I throw myself upon the collective wealth of knowledge regarding this new find. Not much info on the Worksman Cycle website, and I understand they don't help dating these old trikes. 
The only thing looking like a serial number are SMT and NP-5 on the outer pillow block bearing brackets and what looks like AD 83 (possibly 1938?) on the underside of the bottom bracket. 
Wheels are 26" with 26 x1.75 hard rubber tires marked Worksman Cycles with massive spokes of unknown gauge. The wheels are missing a few spokes, but these spokes are so strong, the wheels all turn true, and the bearings are surprisingly smooth turning. The interesting part of this trike is what seems like a grafted head tube and the Schwinn (Shelby?) springer fork. The front drum brake is missing the lever and cable, but these are available online. The brake lever available on line also has a built in parking brake, which is needed since there are no brakes to the rear weals.The frame, while beautifully crusty and rusty is still strong and straight-no rust-throughs anywhere. It was originally black with white pinstriping, which is still visible on parts of the frame. Cool industrial Mesinger seat with some kind of tough rubber covering. The rear platform is 21" x 14", just the size for a vintage period metal ice chest. Would make a very cool rat or just put a brake lever and cable on it, and ride, ride,ride...Not sure what I'll do with it, but welcome any info, comments or suggestions.


----------



## rhenning (Mar 16, 2016)

1.75 tires did not appear until 1955 so the bike is more like 1983 than 1938.  Worksman bikes usually lead hard lives in factories so the condition for a 30 year old one from 1983 would not be surprising.  I suspect the springer fork didn't come on the bike from the factory.  Roger


----------



## bairdco (Mar 17, 2016)

Probably 70's or 80's.  Spokes are 11g. Rims should be stamped. If they say "worksman cycles" they're 80's or newer,  if "worksman japan" they're 70's.

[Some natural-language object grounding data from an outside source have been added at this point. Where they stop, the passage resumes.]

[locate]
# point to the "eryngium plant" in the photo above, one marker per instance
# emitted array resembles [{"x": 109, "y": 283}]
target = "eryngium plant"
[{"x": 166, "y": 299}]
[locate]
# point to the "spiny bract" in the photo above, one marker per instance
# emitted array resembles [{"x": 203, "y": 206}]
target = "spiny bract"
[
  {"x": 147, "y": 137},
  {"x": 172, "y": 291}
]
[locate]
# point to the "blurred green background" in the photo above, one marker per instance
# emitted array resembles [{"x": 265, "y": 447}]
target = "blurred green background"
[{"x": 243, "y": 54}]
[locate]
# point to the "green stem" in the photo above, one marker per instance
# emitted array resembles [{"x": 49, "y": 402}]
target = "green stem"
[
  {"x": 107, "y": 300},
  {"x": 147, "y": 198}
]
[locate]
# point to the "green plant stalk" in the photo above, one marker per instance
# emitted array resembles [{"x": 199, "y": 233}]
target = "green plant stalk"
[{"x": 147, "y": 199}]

Hard tires are still available on their trikes (last time I checked)

Front end is a butcher job. Original frames are lugged, and forks were square tubular, if that makes any sense.

Rubber seats were used thru the 70's and 80's, maybe into the 90's.

The rear drive hub should give you an idea. They used bendix hubs into the 80's, then went to shimano.

If it's a bendix, the shell design should give it away.
(Edit...) just noticed it was a freewheel. The brand might give away the approx date.

Worksman claims to be over 100 years old,  and the oldest american bike company still in business, but I've never seen a bike older than the 70's.


----------